Das hiergegen gerichtete Berufungsvorbringen beruht nach der „Rosinentheorie“ auf bewusster Fehlinterpretation einzelner Zahlenwerte und darauf gestützter Annahmen.
Ein solches Vorgehen verkennt die Bindungswirkungen der landgerichtlichen Feststellungen (vgl. § 529 Abs. 1 Nr. 1 ZPO) und ist nicht geeignet, den Bestand des Ersturteils zu gefährden.
Denn Fehler des Landgerichts bei der Überzeugungsbildung zu Art und Umfang der versicherten Berufstätigkeiten des Klägers werden nicht aufgezeigt, auch wird vom Berufungsführer nicht dargestellt, dass die Sachverständige Vorgaben des Prozessgerichts missverstanden oder unbeachtet gelassen habe, derartige Unrichtigkeiten sind für den Senat auch sonst nicht erkennbar.

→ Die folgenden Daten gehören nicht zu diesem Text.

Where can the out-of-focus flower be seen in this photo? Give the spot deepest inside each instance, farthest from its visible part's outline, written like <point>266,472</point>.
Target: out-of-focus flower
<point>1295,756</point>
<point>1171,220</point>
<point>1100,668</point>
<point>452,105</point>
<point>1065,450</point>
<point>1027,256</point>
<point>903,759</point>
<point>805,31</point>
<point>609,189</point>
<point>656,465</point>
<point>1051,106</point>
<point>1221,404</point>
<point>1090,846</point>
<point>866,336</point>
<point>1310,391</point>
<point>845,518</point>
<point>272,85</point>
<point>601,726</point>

Die Ausführungen in der Gegenerklärung vom 10.03.2020 wurden zur Kenntnis genommen und geprüft. Sie geben indes zu einer Änderung in der rechtlichen Bewertung des Falles keinen Anlass. Denn diese Ausführungen des Berufungsklägers repetieren nur aktenkundigen Vortrag, der bereits Gegenstand der erstinstanzlichen Urteilsfindung und der Senatsberatung vor Erlass des Hinweisbeschlusses war, ohne neue Gesichtspunkte oder überzeugende Argumente aufzuzeigen.
Die Kostenentscheidung beruht auf § 97 Abs. 1 ZPO.
Die Feststellung zur vorläufigen Vollstreckbarkeit des angefochtenen Urteils erfolgte gemäß § 708 Nr. 10, § 711 ZPO.
Der Streitwert für das Berufungsverfahren wurde in Anwendung der §§ 47, 48 GKG bestimmt.